Now maybe I could have made my own mistakes
But I live with what I've known.
--Candlebox, Far Behind

Memory Bound Chapter IV
(c) 2000 B Stearns

Jon said, "It wasn't him."

Steve snarled in silence, eyes fixed on the now-empty wall next to the door.

"Listen to me," Jon said, shaking him by the hand he still held. "Dammit, stop, you're scaring the hell out of me!"

The accidental volume was an assault to Steve, who winced and turned his head toward Jon. When he did, the pressure vanished.

"What were you trying to do?" Jon said shakily. "What was it?"

Steve shook his head, trembling. He hadn't been trying.

"I know you don't remember," Jon said, "but there're things other than people wandering around, and some of 'em aren't fond of us. I don't expect you to understand, yet, but you have to believe me. Neal was at a soundcheck with me miles away when you were pushed."

There was a suggestion of another place, an idea of creatures that hadn't been human. Steve wanted to say, I remember something I don't think I'm supposed to. But all he could see was his own perspective of what had happened. It was all he had. It was too warm in there, he'd broken into a sweat, and his chest hurt with a strange, dull ache. He kept shaking his head even though it was beginning to pound, and realized his memories were in full color even if his vision wasn't.

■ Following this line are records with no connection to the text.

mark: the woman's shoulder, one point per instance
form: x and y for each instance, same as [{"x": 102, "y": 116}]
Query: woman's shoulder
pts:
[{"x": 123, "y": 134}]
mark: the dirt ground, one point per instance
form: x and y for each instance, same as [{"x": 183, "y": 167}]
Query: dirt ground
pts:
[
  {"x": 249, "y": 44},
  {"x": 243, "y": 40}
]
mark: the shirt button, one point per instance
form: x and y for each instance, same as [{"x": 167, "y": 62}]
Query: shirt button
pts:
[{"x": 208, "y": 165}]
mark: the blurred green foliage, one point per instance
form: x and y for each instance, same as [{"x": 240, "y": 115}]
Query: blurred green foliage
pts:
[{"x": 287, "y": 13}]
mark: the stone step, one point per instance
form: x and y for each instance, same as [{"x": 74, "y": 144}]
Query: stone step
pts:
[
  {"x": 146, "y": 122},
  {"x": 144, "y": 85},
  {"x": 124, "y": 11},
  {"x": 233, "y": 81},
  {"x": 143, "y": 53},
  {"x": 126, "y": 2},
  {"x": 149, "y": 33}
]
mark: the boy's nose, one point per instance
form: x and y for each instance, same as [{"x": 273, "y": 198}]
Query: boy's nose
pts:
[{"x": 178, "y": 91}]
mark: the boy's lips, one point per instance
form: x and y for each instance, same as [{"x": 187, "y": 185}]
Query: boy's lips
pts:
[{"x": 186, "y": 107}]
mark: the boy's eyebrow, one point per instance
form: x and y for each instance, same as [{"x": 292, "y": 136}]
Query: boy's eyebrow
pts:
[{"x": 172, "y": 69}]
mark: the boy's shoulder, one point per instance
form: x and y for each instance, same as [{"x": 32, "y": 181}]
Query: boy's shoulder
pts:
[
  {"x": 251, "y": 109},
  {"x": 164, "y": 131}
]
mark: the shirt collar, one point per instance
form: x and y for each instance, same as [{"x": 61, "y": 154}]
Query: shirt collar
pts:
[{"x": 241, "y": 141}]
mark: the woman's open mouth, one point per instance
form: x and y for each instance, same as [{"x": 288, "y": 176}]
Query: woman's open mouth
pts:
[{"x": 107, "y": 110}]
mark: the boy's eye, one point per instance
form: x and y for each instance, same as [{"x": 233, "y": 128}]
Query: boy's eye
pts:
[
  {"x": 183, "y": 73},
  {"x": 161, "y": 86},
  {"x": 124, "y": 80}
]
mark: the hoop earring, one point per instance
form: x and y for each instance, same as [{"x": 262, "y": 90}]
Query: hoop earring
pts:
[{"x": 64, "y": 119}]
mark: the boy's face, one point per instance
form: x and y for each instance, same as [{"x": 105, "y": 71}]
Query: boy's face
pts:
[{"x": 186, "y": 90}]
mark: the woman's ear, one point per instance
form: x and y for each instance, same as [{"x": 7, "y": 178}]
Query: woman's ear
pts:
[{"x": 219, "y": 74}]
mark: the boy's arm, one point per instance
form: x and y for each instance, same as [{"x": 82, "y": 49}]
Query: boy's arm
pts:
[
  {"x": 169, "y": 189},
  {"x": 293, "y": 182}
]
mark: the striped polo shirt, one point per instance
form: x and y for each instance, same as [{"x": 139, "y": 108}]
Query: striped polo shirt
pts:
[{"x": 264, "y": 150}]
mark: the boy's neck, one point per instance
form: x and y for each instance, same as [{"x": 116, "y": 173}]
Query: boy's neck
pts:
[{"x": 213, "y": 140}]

What if the world really is black and white, and we just see it differently? he thought, and there was nothing else when his consciousness was stripped away again.

Jon let him collapse back against the bed, knowing it was just sleep and nothing worse. He sat for a moment longer, still gripping Steve's hand, still shaking. When he was certain the singer was under and would be for awhile, he rose and walked out into the corridor. Neal was nowhere in sight.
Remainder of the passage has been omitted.